30 août 2017

Tout s'explique

L’euro en forte hausse depuis le début de l’année

Quelles sont les causes de la hausse de l’euro ?

L’euro a franchi hier le seuil de 1,20 dollar (en hausse de 14 % depuis le début de l’année) pour la première fois depuis janvier 2015. La devise européenne a aussi gagné près de 9 % face à la livre sterling et plus de 6 % face au yen. Entre 2015 et 2016, elle fluctuait entre 1,05 et 1,15 dollar, loin du niveau atteint en 2011 : 1,45 dollar. Son regain s’explique par les bons chiffres de l’activité et de l’emploi, ainsi que les prévisions de croissance en hausse de la zone euro qui ont pour effet d’attirer les capitaux. En mai, la Commission européenne a relevé sa prévision de croissance, suivie par le FMI fin juillet. En revanche, cet organisme chargé de garantir la stabilité financière internationale, a revu à la baisse ses prévisions pour les États-Unis et le Royaume-Uni.

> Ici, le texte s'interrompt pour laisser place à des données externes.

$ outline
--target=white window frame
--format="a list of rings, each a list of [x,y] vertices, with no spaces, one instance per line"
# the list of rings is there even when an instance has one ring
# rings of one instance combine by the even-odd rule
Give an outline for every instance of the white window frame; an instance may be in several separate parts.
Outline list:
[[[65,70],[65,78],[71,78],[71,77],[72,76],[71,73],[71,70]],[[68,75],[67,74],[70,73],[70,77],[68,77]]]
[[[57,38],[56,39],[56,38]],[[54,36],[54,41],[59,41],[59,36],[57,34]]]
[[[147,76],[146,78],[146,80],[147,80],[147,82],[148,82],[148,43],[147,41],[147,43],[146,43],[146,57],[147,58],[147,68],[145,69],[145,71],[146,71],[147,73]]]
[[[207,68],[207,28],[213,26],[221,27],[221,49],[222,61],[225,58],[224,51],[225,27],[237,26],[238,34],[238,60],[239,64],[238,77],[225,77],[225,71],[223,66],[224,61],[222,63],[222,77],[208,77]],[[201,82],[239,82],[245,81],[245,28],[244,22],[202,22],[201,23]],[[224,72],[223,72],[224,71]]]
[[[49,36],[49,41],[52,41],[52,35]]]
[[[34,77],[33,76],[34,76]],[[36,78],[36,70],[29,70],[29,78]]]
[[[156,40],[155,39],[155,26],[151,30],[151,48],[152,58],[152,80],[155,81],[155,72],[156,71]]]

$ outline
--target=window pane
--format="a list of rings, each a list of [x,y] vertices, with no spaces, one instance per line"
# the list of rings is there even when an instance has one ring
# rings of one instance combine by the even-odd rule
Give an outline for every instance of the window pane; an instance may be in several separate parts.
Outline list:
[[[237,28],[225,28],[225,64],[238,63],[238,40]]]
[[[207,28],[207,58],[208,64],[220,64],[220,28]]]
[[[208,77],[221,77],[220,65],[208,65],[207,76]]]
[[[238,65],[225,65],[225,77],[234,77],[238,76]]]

Est-ce une bonne nouvelle pour l’économie européenne ?

Les consommateurs européens bénéficient de l’appréciation de l’euro. En effet, les prix des produits libellés en dollars importés de l’extérieur de la zone euro baissent. Les secteurs concernés sont par exemple l’électronique, le textile ou le pétrole. En revanche, une hausse de la devise européenne pénalise les entreprises exportatrices dont les produits sont renchéris. En janvier 2014, avant que l’euro entame sa chute, le PDG d’Arianespace Stéphane Israël chiffrait sur BFM Business l’impact d’une appréciation de l’euro de 10 centimes par rapport au dollar à « environ 60 millions d’euros » sur le résultat d’Arianespace. Le directeur d’Airbus Fabrice Brégier estimait qu’une variation de 10 centimes amputait le chiffre d’affaires du constructeur aéronautique d’un milliard d’euros.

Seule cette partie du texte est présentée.